Room For Squares dropped into my lap at some point in early fall 2001. New York City was still in a state of trauma after 9/11, and I was coming to work, just trying to come up with ways to get through each day. The store I was managing was being rebuilt, and I was sitting on the floor, digging through a box of promo CDs to test out the new listening stations that’d been installed. John Mayer was still very much a nobody at this point. “No Such Thing” was a couple of months away from being a hit, and I was somehow compelled enough to plop on a pair of headphones (I can’t remember whether they were the listening station headphones or the headphones from my own Discman) and listen to this guy I’d never heard of before.
I was sucked in pretty quickly. Strangely, I wasn’t immediately grabbed by any of the three eventual singles, but by the tracks “Neon” and “Back To You”. I’ll tell you about “Neon” some other time, but “Back To You” had a wistful quality that matched perfectly with my melancholy state at that time.

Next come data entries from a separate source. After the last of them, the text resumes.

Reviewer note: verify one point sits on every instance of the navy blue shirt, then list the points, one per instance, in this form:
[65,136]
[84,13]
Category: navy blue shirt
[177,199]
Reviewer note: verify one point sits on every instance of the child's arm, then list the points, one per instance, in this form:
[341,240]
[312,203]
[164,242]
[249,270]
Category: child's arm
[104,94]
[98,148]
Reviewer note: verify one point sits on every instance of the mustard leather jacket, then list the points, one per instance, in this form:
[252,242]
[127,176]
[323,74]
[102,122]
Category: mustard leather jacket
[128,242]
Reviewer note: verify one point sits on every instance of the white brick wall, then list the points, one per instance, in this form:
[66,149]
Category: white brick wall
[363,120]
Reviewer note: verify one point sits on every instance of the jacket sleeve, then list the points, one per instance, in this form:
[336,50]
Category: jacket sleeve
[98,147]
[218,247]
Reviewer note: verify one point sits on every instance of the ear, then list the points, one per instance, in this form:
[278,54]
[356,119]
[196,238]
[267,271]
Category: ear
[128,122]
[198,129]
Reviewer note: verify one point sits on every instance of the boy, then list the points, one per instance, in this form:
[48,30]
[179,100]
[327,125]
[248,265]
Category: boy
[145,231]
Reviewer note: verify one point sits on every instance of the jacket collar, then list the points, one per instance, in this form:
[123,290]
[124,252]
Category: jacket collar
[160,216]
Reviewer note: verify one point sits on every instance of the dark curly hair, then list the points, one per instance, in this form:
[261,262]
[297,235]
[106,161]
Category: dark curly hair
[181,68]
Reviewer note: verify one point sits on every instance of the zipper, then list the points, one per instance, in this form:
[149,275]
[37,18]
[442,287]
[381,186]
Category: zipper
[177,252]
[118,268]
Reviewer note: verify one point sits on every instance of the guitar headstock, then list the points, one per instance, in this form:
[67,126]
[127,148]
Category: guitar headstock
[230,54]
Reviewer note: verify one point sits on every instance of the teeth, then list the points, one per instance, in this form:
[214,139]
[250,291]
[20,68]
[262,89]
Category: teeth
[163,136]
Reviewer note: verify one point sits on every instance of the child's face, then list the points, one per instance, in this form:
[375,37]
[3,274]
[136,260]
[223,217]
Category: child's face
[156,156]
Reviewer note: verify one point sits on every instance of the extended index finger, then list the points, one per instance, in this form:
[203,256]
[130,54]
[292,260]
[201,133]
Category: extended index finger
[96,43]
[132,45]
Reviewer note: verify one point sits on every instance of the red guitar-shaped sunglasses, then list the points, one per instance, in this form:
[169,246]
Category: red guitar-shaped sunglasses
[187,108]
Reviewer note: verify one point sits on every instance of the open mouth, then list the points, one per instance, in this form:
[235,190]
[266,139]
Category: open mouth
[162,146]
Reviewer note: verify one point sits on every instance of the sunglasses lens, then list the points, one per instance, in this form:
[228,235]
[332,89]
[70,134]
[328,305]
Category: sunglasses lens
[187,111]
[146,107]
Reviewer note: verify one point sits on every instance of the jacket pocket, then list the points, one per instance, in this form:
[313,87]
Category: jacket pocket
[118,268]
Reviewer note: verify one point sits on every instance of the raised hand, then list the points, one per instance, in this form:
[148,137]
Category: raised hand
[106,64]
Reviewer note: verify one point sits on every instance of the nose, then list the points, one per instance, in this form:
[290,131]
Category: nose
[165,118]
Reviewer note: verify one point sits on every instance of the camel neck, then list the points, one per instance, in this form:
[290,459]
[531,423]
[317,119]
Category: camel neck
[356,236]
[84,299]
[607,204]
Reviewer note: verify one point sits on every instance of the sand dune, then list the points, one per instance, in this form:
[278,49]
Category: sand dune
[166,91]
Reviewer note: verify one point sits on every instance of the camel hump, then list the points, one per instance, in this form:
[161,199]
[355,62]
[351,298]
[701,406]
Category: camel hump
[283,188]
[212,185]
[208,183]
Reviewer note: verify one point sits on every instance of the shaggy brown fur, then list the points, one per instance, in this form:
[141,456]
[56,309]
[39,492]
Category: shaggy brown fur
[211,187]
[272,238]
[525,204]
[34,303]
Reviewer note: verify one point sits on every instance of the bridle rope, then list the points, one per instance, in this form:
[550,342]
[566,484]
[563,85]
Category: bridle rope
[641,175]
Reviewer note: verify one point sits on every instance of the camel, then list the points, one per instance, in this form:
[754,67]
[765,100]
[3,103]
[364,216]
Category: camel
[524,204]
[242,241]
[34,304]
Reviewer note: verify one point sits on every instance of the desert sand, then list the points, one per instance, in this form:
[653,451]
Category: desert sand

I’ve often felt like the two songwriters in my age range that best articulate my worldview in their lyrics are John Mayer (who’s about 18 months younger than me) and Kanye (who’s two years and a week younger than me). “Back To You” is really another love long (or maybe a “keeps losing and returning love song”), but it spoke to me in ways beyond what your everyday love song speaks to me. And it would be easy for me to ascribe it to the feelings I had when I initially became familiar with it, but I still have enough of a soft spot for it that I think it remains worthy of five stars.
The line “leave a light on/I’ll never give up on you” in the bridge has always created a strong emotional response in me. That’s an unconditional love-type feeling that I aspire to receive someday.